Bifurcation curves of a diffusive logistic equation with harvesting orthogonal to the first eigenfunction

TL;DR

This paper analyzes the global bifurcation structure of a diffusive logistic equation with harvesting orthogonal to the first eigenfunction, revealing new behaviors as the growth rate crosses eigenvalues.

Contribution

It provides new insights into the bifurcation curves' behavior, including their transformation at the first eigenvalue and the structure of solution sets.

Findings

Bifurcation curves transform at the first eigenvalue.

Solutions are compact above the first eigenvalue.

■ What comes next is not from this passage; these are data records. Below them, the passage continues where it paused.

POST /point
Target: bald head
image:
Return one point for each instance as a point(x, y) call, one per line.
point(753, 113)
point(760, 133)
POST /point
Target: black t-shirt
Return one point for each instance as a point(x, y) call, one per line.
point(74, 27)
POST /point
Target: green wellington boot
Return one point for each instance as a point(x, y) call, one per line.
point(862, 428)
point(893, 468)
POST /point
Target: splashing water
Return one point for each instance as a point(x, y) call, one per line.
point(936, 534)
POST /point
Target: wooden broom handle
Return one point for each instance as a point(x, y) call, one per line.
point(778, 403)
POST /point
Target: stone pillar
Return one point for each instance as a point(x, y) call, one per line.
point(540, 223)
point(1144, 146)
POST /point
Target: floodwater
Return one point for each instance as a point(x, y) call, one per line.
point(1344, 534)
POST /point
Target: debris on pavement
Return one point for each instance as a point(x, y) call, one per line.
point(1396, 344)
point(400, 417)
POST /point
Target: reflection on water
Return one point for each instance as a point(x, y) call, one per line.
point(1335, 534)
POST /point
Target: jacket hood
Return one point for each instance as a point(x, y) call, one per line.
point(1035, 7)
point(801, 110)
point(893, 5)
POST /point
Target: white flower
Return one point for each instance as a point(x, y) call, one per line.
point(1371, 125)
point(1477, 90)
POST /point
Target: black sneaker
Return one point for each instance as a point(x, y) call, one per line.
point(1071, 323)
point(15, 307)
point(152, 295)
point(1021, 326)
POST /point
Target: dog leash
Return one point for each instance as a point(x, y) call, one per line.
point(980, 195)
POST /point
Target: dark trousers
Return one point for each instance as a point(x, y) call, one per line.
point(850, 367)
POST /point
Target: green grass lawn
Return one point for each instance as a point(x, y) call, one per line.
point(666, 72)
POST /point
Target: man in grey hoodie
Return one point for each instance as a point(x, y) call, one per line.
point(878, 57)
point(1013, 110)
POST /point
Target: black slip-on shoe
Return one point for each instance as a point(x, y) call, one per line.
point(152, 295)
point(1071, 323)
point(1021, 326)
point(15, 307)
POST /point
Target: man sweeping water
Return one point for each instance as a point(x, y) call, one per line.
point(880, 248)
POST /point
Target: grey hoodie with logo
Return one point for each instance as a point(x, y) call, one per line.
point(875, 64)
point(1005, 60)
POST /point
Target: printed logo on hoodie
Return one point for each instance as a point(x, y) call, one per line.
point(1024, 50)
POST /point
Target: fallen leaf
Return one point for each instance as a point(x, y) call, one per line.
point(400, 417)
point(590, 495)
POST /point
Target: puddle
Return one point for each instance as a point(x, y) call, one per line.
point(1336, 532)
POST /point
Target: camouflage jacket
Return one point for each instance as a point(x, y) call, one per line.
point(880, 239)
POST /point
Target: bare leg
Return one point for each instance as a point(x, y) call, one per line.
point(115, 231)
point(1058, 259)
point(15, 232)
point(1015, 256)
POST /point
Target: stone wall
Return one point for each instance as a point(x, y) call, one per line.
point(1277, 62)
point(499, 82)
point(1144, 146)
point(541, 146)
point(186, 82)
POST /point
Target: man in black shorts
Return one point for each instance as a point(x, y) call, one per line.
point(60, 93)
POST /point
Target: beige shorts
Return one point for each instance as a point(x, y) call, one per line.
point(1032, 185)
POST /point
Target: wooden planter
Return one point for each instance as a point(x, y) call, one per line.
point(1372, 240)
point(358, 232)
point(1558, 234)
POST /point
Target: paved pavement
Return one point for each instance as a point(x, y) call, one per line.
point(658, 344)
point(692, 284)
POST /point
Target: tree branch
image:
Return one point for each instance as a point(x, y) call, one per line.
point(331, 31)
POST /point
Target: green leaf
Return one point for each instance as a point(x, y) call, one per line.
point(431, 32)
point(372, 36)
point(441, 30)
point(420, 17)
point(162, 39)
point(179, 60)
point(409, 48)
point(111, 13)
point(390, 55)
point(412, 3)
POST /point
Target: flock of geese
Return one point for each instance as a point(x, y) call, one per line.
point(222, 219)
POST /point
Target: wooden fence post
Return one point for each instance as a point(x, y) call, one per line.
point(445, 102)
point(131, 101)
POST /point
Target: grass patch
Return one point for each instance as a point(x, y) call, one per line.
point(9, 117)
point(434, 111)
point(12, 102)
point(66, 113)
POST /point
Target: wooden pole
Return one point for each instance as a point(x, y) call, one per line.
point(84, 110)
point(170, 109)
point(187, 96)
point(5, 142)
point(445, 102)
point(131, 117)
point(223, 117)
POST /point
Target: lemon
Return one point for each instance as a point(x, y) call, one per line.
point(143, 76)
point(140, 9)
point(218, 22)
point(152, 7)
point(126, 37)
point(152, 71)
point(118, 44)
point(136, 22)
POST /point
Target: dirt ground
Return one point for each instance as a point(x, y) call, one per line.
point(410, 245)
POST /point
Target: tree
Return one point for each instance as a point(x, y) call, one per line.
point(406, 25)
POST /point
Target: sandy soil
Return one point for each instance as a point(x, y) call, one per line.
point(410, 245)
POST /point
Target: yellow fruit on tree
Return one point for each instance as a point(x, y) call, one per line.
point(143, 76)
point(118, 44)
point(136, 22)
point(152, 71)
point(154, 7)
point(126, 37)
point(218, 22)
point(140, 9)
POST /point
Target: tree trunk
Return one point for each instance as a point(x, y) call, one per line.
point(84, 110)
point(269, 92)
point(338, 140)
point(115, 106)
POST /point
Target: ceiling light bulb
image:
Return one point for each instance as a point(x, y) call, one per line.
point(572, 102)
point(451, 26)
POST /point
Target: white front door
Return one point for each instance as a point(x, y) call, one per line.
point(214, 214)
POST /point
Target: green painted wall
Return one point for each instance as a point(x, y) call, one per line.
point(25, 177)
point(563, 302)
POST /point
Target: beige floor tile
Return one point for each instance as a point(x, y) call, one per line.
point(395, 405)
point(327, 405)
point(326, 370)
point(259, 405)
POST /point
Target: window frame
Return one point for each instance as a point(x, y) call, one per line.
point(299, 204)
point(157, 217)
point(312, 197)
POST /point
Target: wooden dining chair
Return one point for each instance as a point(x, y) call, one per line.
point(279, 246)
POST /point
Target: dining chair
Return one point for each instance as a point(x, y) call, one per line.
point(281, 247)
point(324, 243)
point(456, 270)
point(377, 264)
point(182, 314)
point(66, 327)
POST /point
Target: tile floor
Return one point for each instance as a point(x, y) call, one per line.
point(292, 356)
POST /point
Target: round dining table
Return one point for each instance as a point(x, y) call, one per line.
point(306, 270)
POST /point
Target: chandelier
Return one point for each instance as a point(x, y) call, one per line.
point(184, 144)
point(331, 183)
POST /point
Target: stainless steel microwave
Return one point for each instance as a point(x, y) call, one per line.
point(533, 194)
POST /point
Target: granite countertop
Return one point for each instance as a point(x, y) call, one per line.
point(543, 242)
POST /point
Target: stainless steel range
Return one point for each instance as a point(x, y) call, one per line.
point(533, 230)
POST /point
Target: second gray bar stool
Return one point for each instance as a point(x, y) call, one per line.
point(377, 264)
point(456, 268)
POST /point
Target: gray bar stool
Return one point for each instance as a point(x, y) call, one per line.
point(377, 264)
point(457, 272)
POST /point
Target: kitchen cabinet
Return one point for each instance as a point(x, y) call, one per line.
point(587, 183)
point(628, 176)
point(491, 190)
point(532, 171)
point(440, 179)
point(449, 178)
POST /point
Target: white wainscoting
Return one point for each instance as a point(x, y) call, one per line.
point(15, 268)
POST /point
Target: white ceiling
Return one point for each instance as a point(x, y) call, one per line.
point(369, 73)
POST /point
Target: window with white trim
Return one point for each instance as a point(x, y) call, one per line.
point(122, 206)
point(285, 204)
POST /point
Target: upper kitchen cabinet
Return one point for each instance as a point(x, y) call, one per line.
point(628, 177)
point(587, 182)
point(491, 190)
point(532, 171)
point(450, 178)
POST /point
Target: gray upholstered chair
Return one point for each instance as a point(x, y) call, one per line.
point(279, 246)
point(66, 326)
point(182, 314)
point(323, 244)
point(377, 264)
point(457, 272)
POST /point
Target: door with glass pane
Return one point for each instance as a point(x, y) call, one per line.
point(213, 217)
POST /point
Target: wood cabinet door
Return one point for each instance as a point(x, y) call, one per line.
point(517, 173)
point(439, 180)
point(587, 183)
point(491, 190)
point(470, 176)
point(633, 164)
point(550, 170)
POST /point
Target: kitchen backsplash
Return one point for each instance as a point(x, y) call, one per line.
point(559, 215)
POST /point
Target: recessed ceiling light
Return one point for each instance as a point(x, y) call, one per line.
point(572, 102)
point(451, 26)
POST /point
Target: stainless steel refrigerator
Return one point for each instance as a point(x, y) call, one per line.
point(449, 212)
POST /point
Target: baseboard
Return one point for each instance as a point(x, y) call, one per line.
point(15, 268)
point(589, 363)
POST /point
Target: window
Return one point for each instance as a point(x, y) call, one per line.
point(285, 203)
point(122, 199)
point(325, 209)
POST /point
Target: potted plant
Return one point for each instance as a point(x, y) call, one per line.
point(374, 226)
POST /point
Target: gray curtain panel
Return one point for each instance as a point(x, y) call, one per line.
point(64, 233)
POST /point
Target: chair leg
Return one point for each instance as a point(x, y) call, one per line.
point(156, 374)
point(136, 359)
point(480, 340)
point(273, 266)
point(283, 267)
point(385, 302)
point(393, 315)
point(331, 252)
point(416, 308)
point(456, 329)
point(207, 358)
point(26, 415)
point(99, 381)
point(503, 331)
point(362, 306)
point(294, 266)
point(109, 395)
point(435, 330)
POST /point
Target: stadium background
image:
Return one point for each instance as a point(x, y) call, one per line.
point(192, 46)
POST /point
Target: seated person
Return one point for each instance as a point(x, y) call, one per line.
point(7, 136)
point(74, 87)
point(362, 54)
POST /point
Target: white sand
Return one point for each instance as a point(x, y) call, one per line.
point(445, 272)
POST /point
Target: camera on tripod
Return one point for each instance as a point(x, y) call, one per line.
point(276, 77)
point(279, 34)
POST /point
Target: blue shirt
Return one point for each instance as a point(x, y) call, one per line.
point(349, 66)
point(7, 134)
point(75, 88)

Two families of degenerate solutions with Morse index zero exist.

Abstract

We study the global bifurcation curves of a diffusive logistic equation, when harvesting is orthogonal to the first eigenfunction of the Laplacian, for values of the linear growth up to $\lambda_2+\delta$, examining in detail their behavior as the linear growth rate crosses the first two eigenvalues. We observe some new behavior with regard to earlier works concerning this equation. Namely, the bifurcation curves suffer a transformation at $\lambda_1$, they are compact above $\lambda_1$, there are precisely two families of degenerate solutions with Morse index equal to zero, and the whole set of solutions below $\lambda_2$ is not a two dimensional manifold.